Introduction
This project analyzes the Life and Adventures of Frank and Jesse James text using Voyant Tools to explore how this narrative constructs the identities of Frank and Jesse James. I thought it would be interesting to analyze this text specifically because of the connection to Northfield. I was interested in examining how this text portrays the outlaws whose actions are tied to the town’s history.
Sources
This dataset/.txt file comes from Project Gutenberg’s public domain edition of Life and Adventures of Frank and Jesse James. There was some data cleaning I felt necessary, as the files from Project Gutenberg always include header/footer metadata, licensing information, and illustration captions. Before uploading the .txt file to Voyant Tools, I removed all the header and footer text and deleted all of the licensing material from the file using TextEdit. The final cleaned corpus contained around 85,000 total words.
Processes
I used Voyant Tools to conduct distant reading of the text. Specifically looking at the Cirrus, the TermsBerry, and the Trends visualization. Using these tools, I was able to get a good idea of the frequency of the terms and the relationships between these words. The Cirrus word cloud helped me quickly identify the most frequently used words in the corpus. The TermsBerry visualization allowed me to examine how frequently used words are connected to one another. The Trends visualization divided the text into segments to track how specific words rise and fall in usage across the narrative.
Presentation
The Voyant Tools interface was embedded directly into the webpage using a custom HTML code, allowing readers to interact with the analysis as opposed to only interpreting a screenshot of the tools. The layout of the page was kept simple and minimal to make it easier to read and navigate the tools. The embedded tool enables readers to explore the different trends seen throughout this text.
Significance
This analysis shows how repetition shapes the story of the James brothers.

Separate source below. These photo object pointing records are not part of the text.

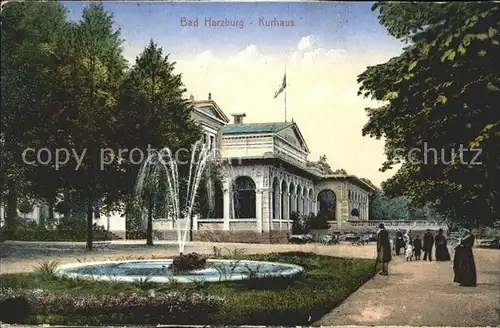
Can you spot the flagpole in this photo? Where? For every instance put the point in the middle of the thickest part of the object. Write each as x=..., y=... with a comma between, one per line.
x=285, y=93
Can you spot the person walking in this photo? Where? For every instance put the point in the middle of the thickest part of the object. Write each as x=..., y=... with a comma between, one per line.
x=464, y=266
x=399, y=243
x=407, y=239
x=417, y=244
x=384, y=255
x=428, y=243
x=442, y=253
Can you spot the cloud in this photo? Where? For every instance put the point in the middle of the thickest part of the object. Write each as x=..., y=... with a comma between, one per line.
x=321, y=96
x=307, y=42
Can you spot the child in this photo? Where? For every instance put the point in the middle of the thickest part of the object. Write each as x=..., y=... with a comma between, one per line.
x=417, y=244
x=409, y=252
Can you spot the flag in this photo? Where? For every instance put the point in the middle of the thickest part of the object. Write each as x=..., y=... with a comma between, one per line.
x=282, y=87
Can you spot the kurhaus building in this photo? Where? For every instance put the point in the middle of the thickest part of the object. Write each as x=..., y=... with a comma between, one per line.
x=267, y=177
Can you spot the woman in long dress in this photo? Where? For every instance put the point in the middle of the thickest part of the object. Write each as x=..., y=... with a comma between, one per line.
x=399, y=243
x=463, y=263
x=442, y=253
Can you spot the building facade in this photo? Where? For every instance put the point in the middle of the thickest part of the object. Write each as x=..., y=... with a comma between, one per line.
x=266, y=176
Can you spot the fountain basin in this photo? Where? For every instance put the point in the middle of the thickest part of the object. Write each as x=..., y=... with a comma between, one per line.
x=159, y=271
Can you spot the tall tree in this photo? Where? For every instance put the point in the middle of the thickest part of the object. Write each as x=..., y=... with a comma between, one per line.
x=30, y=33
x=88, y=119
x=441, y=94
x=154, y=114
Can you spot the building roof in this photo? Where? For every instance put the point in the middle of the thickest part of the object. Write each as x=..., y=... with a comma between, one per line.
x=255, y=127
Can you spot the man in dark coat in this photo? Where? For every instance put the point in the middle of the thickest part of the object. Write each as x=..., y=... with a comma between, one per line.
x=417, y=244
x=428, y=243
x=384, y=255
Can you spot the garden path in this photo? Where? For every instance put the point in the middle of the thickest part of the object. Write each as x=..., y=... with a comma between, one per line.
x=415, y=293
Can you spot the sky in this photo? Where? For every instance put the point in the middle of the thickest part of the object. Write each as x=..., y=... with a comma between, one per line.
x=328, y=46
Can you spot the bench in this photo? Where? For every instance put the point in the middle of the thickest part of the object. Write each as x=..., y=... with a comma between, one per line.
x=101, y=245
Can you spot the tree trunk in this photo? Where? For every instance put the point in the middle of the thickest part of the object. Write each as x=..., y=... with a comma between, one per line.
x=11, y=205
x=149, y=231
x=90, y=219
x=51, y=212
x=67, y=200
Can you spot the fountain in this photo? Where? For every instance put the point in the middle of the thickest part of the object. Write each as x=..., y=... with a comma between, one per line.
x=159, y=167
x=159, y=170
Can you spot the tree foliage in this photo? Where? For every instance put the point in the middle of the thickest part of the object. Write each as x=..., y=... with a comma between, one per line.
x=153, y=115
x=442, y=93
x=65, y=85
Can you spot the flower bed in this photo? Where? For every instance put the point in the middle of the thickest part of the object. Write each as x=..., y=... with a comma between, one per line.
x=301, y=300
x=133, y=308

The high frequency of terms such as “robbery”, “bank”, and “outlaws” really demonstrates the identity of these brothers. Additionally, there is a difference in frequencies between Frank and Jesse, suggesting an imbalance in narrative emphasis, which may help shape the cultural memory of one brother over the other. I personally have only heard of Jesse James, which backs the analysis as Jesse shows up almost one hundred more times that Frank. This approach reflects the practice of distant reading, which uses quantitative tools to reveal patterns while recognizing that these tools cannot fully capture the tone or context of this text. This project shows how digital analysis complements close reading and makes literary interpretation interactive and publicly accessible.